Best Historical Sites in Tasmania

Local Recommendations from our My Guide Tasmania team

Tasmania contains places of local, state, national and World Heritage significance. Many of historical value are linked to the British colonisation of the isle, especially the role of convicts. The forced penal migration had a major impact, due to its sheer scale. Nearly half the convict sites in Australia with World Heritage listing are in Tasmania.

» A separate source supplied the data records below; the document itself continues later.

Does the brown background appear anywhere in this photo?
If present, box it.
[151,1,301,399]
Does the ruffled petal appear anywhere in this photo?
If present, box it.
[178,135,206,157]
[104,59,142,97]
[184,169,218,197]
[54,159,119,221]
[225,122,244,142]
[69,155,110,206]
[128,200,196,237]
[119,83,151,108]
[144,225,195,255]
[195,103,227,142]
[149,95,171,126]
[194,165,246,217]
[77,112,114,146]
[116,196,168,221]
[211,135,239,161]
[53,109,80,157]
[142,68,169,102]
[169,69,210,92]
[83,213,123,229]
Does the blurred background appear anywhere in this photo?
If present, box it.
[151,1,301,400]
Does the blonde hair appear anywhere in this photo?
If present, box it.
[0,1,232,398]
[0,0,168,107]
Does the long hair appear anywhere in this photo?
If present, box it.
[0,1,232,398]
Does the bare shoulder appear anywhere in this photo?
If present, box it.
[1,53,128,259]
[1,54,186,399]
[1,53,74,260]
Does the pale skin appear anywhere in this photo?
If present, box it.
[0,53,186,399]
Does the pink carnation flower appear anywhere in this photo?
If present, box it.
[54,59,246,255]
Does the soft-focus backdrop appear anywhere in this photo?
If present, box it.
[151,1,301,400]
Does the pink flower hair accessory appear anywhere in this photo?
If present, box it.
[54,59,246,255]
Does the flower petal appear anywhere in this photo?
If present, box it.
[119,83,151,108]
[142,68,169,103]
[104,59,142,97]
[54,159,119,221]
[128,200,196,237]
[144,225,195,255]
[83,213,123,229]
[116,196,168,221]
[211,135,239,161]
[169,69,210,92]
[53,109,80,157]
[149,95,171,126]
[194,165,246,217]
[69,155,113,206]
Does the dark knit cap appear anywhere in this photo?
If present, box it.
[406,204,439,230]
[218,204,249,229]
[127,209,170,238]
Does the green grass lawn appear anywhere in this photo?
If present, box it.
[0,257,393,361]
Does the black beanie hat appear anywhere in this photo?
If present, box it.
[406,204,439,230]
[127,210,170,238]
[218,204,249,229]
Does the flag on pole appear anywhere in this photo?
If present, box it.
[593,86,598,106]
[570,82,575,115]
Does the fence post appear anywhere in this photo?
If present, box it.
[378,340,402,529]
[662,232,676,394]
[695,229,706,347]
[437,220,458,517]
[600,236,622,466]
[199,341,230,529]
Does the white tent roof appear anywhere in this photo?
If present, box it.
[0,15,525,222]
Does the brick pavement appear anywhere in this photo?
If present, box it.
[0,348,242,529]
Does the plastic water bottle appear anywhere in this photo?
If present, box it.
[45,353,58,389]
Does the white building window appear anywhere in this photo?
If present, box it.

The labour of convicts contributed a lot to the building up of settlements in Tasmania. Most of the evidence that remains of their toil is in buildings and bridges, such as the bridge at Richmond which is the oldest bridge in Australia and still in use today. With the penal establishment there was much record-keeping, giving insight into the lives and conditions of those forced to come here. As stories are told of individual convicts, the extraordinary picture of convict life is revealed. There is no doubt that the influx of transported convicts had a lasting and significant impact on the Tasmanian landscape. Not only for the labour done as convicts but their lives lived after receiving their Ticket of Leave document or being pardoned. There are sites of historical significance relating to the original inhabitants, the Tasmanian Aborigines. These contrast so much with the early, European colonisation and our current way of life. Little is left to show they were here because they minimally impacted on their landscape. Shell middens and rock carvings are cause for quiet reflection, as are the final living and resting places of many of the last full-blood aborigines, Wyabaleena on Flinders Island and Oyster Cove, near Hobart.